Frantzman writes that Arendt praised colonialism and thought that exterminating native peoples was fine because it was ‘in keeping with the traditions of these tribes themselves’.  What Arendt actually wrote was that ‘this answer [“Exterminate all brutes”] resulted in the most terrible massacres’ that reduced an indigenous population from 40 to 20 million. Frantzman does not seem to realize that the term ‘Dark Continent’ was drawn from Conrad’s magnificent and terrible Heart of Darkness. Arendt compared the archetypal colonial adventurer with the character of Kurtz from that novel: ‘hollow to the core, reckless without hardihood, greedy without audacity, cruel without courage’.  Arendt’s comment on the extermination of hostile tribes in African native wars, illustrated by the murder of ‘only’ a million or so members of other tribes by Zulus, was meant to contrast with the magnitude of the colonial experience and bring to light the senselessness that may help explain why human destruction is so often ‘not remembered by human history’. White supremacism? Surely not.
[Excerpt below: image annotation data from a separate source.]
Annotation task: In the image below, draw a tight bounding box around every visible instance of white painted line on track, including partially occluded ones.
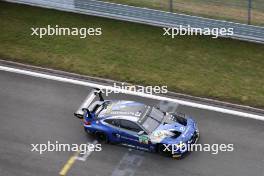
[0,66,264,121]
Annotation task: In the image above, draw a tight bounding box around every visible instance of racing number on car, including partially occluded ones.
[138,135,149,144]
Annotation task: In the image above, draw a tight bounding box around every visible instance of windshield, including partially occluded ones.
[142,108,164,132]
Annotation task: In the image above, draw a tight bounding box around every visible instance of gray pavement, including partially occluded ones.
[0,71,264,176]
[6,0,264,43]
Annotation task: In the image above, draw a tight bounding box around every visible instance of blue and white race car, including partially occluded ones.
[74,90,199,158]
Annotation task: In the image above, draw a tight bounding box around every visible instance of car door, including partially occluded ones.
[119,119,148,148]
[104,119,121,143]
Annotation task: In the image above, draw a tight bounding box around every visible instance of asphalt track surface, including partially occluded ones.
[0,71,264,176]
[6,0,264,43]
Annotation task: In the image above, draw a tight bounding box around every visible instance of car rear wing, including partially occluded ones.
[74,89,104,119]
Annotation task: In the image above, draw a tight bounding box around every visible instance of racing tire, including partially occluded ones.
[95,132,108,143]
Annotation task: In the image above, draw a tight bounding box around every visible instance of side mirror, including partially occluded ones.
[138,131,145,136]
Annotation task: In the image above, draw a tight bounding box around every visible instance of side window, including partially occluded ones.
[120,120,142,133]
[104,119,119,127]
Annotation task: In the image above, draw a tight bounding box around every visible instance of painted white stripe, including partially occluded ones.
[76,140,98,161]
[0,66,264,121]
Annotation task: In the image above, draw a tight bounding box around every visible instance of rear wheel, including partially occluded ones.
[95,132,108,143]
[157,144,172,157]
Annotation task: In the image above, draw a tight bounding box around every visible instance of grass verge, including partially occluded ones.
[102,0,264,26]
[0,2,264,107]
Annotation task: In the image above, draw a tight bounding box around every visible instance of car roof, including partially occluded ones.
[99,100,150,122]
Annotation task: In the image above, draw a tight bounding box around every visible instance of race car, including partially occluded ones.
[74,89,199,159]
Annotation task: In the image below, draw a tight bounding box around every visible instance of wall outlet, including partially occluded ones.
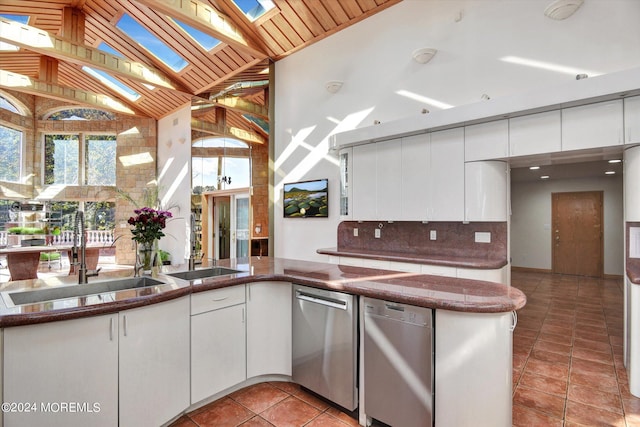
[476,231,491,243]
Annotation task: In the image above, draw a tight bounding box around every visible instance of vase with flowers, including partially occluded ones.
[128,207,172,274]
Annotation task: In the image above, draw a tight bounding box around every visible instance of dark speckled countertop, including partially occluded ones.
[0,257,526,327]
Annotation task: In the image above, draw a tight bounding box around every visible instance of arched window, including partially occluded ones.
[191,137,251,194]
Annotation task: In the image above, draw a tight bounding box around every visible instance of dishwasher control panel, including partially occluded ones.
[364,298,431,327]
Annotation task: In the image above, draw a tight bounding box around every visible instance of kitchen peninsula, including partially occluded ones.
[0,257,526,426]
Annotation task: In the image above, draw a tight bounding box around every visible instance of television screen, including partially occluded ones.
[283,179,329,218]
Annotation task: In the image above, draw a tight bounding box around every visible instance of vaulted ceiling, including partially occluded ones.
[0,0,401,142]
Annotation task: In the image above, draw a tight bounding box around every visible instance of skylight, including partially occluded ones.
[0,13,29,52]
[116,13,187,72]
[82,66,140,101]
[233,0,275,21]
[172,18,220,51]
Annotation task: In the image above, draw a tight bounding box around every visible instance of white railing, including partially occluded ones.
[51,230,113,246]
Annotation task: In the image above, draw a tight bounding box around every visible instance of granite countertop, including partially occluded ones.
[0,257,526,327]
[317,248,507,270]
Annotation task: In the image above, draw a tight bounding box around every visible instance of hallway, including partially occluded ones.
[512,271,640,427]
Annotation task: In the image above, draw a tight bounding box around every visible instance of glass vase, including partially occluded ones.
[138,241,158,276]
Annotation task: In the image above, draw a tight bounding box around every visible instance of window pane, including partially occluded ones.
[85,135,117,185]
[44,135,80,185]
[0,125,22,182]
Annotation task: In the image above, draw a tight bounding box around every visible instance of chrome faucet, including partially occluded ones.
[71,211,101,285]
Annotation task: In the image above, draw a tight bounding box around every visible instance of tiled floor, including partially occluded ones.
[171,382,358,427]
[512,272,640,427]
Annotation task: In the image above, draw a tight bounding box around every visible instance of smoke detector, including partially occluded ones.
[544,0,584,21]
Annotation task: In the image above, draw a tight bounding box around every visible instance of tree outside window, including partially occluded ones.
[44,134,117,185]
[0,125,22,182]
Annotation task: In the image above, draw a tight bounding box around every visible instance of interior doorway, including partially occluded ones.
[551,191,604,277]
[207,189,251,259]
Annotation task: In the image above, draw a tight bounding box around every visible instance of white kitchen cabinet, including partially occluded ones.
[464,119,509,162]
[624,96,640,144]
[191,285,247,403]
[435,310,515,427]
[247,282,292,378]
[427,128,464,221]
[396,133,431,221]
[351,144,377,220]
[3,314,118,427]
[375,139,403,220]
[562,99,624,151]
[464,160,508,222]
[119,297,189,427]
[509,110,562,157]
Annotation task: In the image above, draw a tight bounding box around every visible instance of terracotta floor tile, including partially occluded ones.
[190,397,254,427]
[239,415,273,427]
[261,396,320,427]
[229,383,289,414]
[565,400,626,427]
[513,385,565,418]
[513,404,562,427]
[571,347,613,365]
[567,384,623,414]
[520,373,567,398]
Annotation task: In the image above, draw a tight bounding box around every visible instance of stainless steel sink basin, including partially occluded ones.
[167,267,240,280]
[2,277,164,307]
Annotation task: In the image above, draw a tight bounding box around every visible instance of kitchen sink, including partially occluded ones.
[167,267,240,280]
[1,277,164,307]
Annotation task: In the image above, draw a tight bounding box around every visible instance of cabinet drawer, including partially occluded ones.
[191,285,245,315]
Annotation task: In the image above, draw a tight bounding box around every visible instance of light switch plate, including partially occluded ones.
[476,231,491,243]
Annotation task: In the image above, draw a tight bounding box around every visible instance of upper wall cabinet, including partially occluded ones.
[624,96,640,144]
[509,110,562,157]
[464,120,509,162]
[562,99,623,151]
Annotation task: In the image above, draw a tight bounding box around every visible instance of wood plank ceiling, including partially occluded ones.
[0,0,401,142]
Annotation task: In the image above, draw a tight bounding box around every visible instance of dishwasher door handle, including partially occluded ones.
[296,291,347,310]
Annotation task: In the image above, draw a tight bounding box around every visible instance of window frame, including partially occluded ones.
[41,131,118,187]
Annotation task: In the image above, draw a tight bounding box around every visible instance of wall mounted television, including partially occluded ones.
[283,179,329,218]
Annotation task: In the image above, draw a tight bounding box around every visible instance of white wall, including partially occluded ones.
[273,0,640,260]
[158,104,191,264]
[511,175,624,275]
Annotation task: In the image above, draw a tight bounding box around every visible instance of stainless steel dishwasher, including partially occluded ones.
[362,298,434,427]
[292,285,358,411]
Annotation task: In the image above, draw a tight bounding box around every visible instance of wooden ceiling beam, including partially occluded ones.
[136,0,268,59]
[0,70,139,116]
[191,119,268,144]
[0,17,186,92]
[212,96,269,120]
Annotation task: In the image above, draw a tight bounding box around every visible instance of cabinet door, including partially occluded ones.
[509,110,562,157]
[624,96,640,144]
[464,160,508,221]
[119,297,189,427]
[464,120,509,162]
[399,133,431,221]
[429,128,464,221]
[562,99,623,151]
[375,139,402,220]
[191,304,247,403]
[351,144,377,220]
[3,315,118,427]
[247,282,291,378]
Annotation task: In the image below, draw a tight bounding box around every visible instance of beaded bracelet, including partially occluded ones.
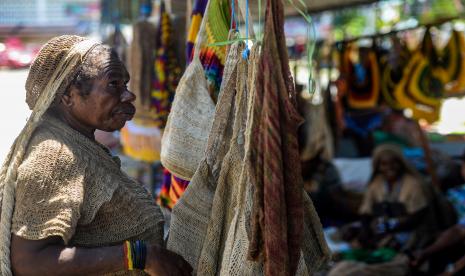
[123,241,147,270]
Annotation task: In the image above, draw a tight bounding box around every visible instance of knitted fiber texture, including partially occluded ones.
[129,21,157,113]
[26,35,85,110]
[12,115,163,276]
[0,36,98,276]
[167,41,238,272]
[249,0,328,275]
[161,0,215,180]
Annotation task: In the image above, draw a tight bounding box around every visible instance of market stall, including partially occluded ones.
[96,0,465,275]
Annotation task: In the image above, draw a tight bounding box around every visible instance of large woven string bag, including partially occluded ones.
[167,39,240,271]
[161,1,215,180]
[197,43,263,275]
[129,20,157,113]
[0,35,98,276]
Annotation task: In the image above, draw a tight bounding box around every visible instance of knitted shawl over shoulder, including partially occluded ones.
[0,35,165,276]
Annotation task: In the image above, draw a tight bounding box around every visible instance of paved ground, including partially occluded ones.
[0,69,30,163]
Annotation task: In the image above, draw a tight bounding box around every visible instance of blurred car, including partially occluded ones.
[0,36,39,69]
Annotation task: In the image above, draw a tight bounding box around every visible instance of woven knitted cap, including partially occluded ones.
[26,35,86,110]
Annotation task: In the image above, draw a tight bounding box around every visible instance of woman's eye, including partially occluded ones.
[108,81,118,88]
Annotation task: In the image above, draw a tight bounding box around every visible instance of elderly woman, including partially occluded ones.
[360,145,435,249]
[0,36,191,275]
Finally, Arendt’s alleged ‘defence’ of segregation in her 1957 essay Reflections on Little Rock (an essay she disavowed soon after) was not a ‘defence’ at all but an expression of concern about the ways in which segregation was being fought: in particular the exposure of black children to the rage of white racists, the subordination of rights to association in all their contingency and potential bigotry to the demands of public authority, and the civil rights movement’s downplaying of its opposition to marriage laws prohibiting ‘intermarriage’ and ‘miscegenation’. Arendt’s political concerns were even according to her own account only partially justified, but they had nothing to do with ‘defending segregation’. As she wrote in her ‘preliminary remarks’ on the much postponed publication of the original text, ‘Since what 1 wrote may shock good people and be misused by bad ones, 1 should like to make it clear that as a Jew I take my sympathy for the cause of the Negroes as for all oppressed and underprivileged peoples for granted and should appreciate it the reader did likewise.’ ‘Tis a pity the author of this opinion piece did not heed the advice.

One last word. Of course Arendt was a creature of her place and time and not immune to the prejudices that accompanied them, but like Kant and Marx, two philosophers she greatly admired, what made her special was the profound self-critique of European civilisation to which she opened both herself and her readers.